Charles Alfred Absolom was an English amateur cricketer who played for Cambridge University, Kent County Cricket Club and England in the period from 1866 to 1879.

Early life

Absolom was born at Blackheath, Kent, the son of Edward Absolom, a tea merchant, and his wife Elizabeth. The family later moved to Snaresbrook in Essex and Absolom was educated at a school in Calne in Wiltshire and at Trinity College, Cambridge. He won Blues in cricket and athletics at Cambridge before graduating in 1870. He was known to friends as "Bos" and nicknamed "The Cambridge Navvy", possibly in reference to his size and strength. In 18 matches for the university he took over 100 wickets and played in the Varsity Match in each year between 1866 and 1869. He played in several games for the Gentlemen against the Players and in 1868 started playing for Kent. After Cambridge he enrolled at Inner Temple but did not complete his law studies.

Cricket career

Absolom toured Australia with Lord Harris's team in 1878/79 and played in the only Test match of the tour. He was selected by Harris, his county captain, for the tour, although at 32 both his batting and his bowling ability were declining. After Australia's Fred Spofforth had taken a hat-trick and helped reduce England to 26 for 7, Absolom came in and made 52 runs from ninth in the batting order, adding 63 runs with Harris for the eighth wicket.
He did not play another Test match and had completed his career with Kent by the end of the 1879 season. He had played in 57 matches for the county and taken 87 wickets.

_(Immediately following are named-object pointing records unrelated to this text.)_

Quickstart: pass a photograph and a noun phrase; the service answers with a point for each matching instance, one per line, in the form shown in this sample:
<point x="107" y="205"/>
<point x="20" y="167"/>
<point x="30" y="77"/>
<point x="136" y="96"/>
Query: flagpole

In 1868, whilst playing for Cambridge, Absolom became the first batsman in first-class cricket to be given out obstructing the field when a ball being returned to the wicket came into contact with his bat whilst he was attempting to complete a seventh run.

Later life

After leaving the legal profession, it is unclear how Absolom made his living through much of the 1870s. He left England in late 1879, travelling to the United States, initially at Charlottesville and then in the New York area as well as spending time living with the Spokane people along the Columbia River in Washington Territory. He worked as a ship's purser on the SS Orinoco and the SS Muriel and played cricket for Staten Island Cricket Club. He died in 1889 aged 43 in an accident whilst cargo was being loaded onto Muriel at Port of Spain in Trinidad.